Every step yields a non-zero reward signal, enabling stable gradient estimates for both RL and LLM policy optimisation. Partial credit is given via the confidence scaling factor — an uncertain correct answer scores higher than a certain wrong one.

---

## 📊 Grading

The `SecurityGrader` produces a deterministic score in **[0.0, 1.0]**:

```
score = 0.40 × security_efficiency
      + 0.30 × user_retention
      + 0.20 × precision
      + 0.10 × reasoning_quality
```

| Metric | Formula |
|---|---|
| `security_efficiency` | blocked_threats / total_threats |
| `user_retention` | final_user_trust / 100 |
| `precision` | 1 − false_positive_rate |
| `reasoning_quality` | avg(reasoning component across episode) |

### Letter Grades

| Score | Grade |
|---|---|
| ≥ 0.90 | A+ |
| ≥ 0.80 | A |
| ≥ 0.70 | B |
| ≥ 0.60 | C |
| ≥ 0.50 | D |
| < 0.50 | F |

---

## 🔚 Episode Termination

An episode ends when any of the following conditions is met:

1. **`user_trust ≤ 0`** — User has uninstalled the assistant due to too many false positives.
2. **`system_fatigue ≥ 100`** — User ignores all alerts (warn overload).
3. **`step_count ≥ max_steps`** — Episode length limit reached.

---

## 📋 Inference Script

`inference.py` is the required OpenEnv baseline script.
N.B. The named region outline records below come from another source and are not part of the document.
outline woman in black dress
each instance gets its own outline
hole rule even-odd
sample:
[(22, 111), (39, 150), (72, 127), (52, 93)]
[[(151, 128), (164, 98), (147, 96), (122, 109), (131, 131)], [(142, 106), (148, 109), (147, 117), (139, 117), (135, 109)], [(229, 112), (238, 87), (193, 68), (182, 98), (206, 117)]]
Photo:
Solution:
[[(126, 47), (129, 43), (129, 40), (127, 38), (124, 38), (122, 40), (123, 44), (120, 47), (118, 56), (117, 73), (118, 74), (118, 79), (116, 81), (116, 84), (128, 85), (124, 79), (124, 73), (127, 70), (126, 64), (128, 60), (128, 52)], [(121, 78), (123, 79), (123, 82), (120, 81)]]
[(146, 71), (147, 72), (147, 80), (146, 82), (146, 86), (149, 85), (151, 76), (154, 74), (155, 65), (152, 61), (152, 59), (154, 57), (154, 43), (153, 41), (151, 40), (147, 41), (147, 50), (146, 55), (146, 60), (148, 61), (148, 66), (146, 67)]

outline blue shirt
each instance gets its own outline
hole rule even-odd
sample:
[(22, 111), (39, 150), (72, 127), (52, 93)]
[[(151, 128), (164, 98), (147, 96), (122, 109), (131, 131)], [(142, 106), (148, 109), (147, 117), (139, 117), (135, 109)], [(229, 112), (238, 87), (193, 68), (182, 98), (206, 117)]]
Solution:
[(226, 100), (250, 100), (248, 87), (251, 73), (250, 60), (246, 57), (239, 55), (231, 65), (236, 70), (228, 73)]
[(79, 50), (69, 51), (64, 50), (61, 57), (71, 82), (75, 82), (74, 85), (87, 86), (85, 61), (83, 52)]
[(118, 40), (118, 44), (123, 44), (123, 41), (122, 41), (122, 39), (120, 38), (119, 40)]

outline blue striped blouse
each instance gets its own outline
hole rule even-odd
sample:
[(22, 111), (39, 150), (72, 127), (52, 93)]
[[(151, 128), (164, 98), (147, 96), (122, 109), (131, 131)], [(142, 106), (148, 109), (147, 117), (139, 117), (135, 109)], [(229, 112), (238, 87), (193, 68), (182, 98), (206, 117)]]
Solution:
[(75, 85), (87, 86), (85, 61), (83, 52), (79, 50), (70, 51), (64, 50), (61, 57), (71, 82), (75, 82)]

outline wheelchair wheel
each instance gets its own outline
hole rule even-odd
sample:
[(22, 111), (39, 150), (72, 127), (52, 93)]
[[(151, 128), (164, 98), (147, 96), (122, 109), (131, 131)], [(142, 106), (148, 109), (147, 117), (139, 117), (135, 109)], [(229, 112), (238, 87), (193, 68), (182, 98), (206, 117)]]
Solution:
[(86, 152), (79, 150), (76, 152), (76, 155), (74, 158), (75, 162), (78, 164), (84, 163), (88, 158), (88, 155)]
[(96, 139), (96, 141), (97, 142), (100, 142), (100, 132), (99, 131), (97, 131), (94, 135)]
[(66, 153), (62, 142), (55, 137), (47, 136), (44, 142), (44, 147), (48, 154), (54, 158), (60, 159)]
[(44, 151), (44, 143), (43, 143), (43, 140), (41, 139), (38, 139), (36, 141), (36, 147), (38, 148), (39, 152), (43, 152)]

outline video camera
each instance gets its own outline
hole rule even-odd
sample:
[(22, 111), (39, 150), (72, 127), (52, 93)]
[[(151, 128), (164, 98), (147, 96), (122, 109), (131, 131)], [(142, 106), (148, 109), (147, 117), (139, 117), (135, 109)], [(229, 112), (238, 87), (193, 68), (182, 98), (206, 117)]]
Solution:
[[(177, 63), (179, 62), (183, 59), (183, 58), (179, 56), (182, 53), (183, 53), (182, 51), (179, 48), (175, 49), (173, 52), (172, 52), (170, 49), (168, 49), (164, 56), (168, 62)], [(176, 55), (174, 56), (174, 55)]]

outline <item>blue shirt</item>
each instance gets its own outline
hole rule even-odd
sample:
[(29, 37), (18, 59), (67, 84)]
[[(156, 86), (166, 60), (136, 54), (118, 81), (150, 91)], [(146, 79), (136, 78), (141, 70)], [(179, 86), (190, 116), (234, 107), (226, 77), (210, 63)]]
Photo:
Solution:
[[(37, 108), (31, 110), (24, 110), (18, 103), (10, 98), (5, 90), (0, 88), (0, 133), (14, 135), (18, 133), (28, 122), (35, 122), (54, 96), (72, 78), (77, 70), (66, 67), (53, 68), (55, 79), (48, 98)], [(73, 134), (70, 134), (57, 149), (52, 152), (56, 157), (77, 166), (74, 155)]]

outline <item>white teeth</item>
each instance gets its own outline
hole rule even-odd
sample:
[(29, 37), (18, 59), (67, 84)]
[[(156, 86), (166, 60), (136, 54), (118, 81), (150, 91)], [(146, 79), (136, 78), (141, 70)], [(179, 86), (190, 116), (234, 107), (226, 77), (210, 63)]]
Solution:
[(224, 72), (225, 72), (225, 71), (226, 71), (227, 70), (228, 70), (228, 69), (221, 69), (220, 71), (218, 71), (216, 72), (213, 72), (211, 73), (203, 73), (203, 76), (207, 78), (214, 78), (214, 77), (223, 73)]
It:

- Reads `API_BASE_URL`, `MODEL_NAME`, and `HF_TOKEN` from environment variables
- Uses the OpenAI client for LLM inference (with deterministic keyword fallback when no API key is set)
- Runs all three tasks sequentially
- Produces reproducible results with `SEED_BASE` control
- Logs in the required format:

```
[START] task=basic_security episode=1 seed=43 model=gpt-3.5-turbo api=http://localhost:7860
[STEP]  step=1 decision=block confidence=0.92 reward=0.4830 trust=101.0 fatigue=0.0 threat=phishing
[STEP]  step=2 decision=allow confidence=0.88 reward=0.3150 trust=101.2 fatigue=0.0 threat=safe
...
[END]   task=basic_security episode=1 steps=50 total_reward=18.4200 score=0.7841 grade=B
```

---

## 🐳 Docker / HuggingFace Spaces Deployment

### Build and run locally

```bash
docker build -t secureai-guard .
docker run -p 7860:7860 secureai-guard
```

### HuggingFace Spaces

1. Create a new Space (Docker SDK)
2. Push this repository
3. The `Dockerfile` exposes port 7860 — HF Spaces will map it automatically
4. Set optional secrets: `HF_TOKEN`, `OPENAI_API_KEY`

### Resource requirements

- **CPU:** 2 vCPU (no GPU required; HF model loading is optional)
- **RAM:** 4–8 GB (8 GB recommended with transformers loaded)
- **Startup time:** ~15 seconds

---

## 🧠 HuggingFace Integration

`utils/hf_integration.py` loads a text-classification pipeline for real-time risk scoring.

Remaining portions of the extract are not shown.